Due to their close contact with COVID-19 patients, front-line healthcare workers are at increased risk of infection with the virus. Researchers estimate that healthcare workers could account for 10–20 percent of all diagnoses, with some early evidence that people from Black, Asian, and minority ethnic backgrounds are at higher risk.
Although addressing the needs of these healthcare workers during the COVID-19 pandemic is a high priority, data to inform such efforts are scarce, especially among Black, Asian, and minority ethnic communities.
To investigate the risk of testing positive for COVID-19, the risk of developing symptoms associated with SARS-CoV-2 infection, or both, among a cohort of over two million individuals in the UK and the USA, the Coronavirus Pandemic Epidemiology Consortium, including CUNY SPH Distinguished Professor Denis Nash, conducted a prospective population-based study using data from a smartphone-based application. The results were published in The Lancet.
Participants provided information on demographic factors including age, sex, race or ethnic background, height and weight, and occupation and medical history, and subsequently reported any COVID-19 symptoms.
The study found that, compared with the general community, front-line healthcare workers were at increased risk for reporting a positive COVID-19 test. To account for differences in testing frequency between healthcare workers and the general community and possible selection bias, an inverse probability-weighted model was used to adjust for the likelihood of receiving a COVID-19 test. Secondary and post-hoc analyses suggested adequacy of PPE, clinical setting, and ethnic background were also important factors.

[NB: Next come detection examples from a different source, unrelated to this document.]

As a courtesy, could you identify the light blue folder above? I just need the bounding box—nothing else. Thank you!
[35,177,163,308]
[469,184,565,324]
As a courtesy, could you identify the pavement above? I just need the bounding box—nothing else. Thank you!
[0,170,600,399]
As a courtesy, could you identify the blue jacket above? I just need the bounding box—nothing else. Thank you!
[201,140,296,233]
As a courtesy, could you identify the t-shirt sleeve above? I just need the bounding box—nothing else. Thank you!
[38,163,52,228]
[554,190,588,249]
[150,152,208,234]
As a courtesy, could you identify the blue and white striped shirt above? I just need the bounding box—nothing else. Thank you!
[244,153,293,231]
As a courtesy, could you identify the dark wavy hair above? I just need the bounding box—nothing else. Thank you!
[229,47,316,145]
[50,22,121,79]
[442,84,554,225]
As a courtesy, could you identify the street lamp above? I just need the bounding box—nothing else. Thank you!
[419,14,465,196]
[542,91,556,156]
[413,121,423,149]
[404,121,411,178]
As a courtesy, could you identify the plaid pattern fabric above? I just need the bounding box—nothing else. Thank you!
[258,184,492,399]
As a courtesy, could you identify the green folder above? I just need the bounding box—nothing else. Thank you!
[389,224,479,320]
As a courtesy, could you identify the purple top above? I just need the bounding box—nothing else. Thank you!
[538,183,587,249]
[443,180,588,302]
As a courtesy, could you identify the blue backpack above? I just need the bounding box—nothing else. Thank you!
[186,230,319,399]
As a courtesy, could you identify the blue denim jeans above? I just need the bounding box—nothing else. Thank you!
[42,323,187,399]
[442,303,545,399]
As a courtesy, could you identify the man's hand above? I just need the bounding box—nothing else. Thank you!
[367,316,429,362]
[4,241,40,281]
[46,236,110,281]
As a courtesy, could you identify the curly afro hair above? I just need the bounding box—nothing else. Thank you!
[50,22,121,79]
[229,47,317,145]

“These findings highlight the pervasiveness of COVID-19 health disparities,” Nash says. “Even within the health care system, there are major disparities in the risk of acquiring SARS-CoV-2 infection by race/ethnicity. We need answers as to why this has happened so that we can prevent and mitigate them going forward. Is it because health care workers of color tend to work in settings and neighborhoods that see a greater number of Coronavirus patients? Is it because they are working in settings that are less safe than the settings where their white counterparts are working in terms of infection control capacity and PPE availability?”
Additional follow up of these findings is needed, the researchers note.
Nguyen, Long H et al. “Risk of COVID-19 among frontline healthcare workers and the general community: a prospective cohort study.” medRxiv : the preprint server for health sciences 2020.04.29.20084111. 25 May. 2020, doi:10.1101/2020.04.29.20084111. Preprint.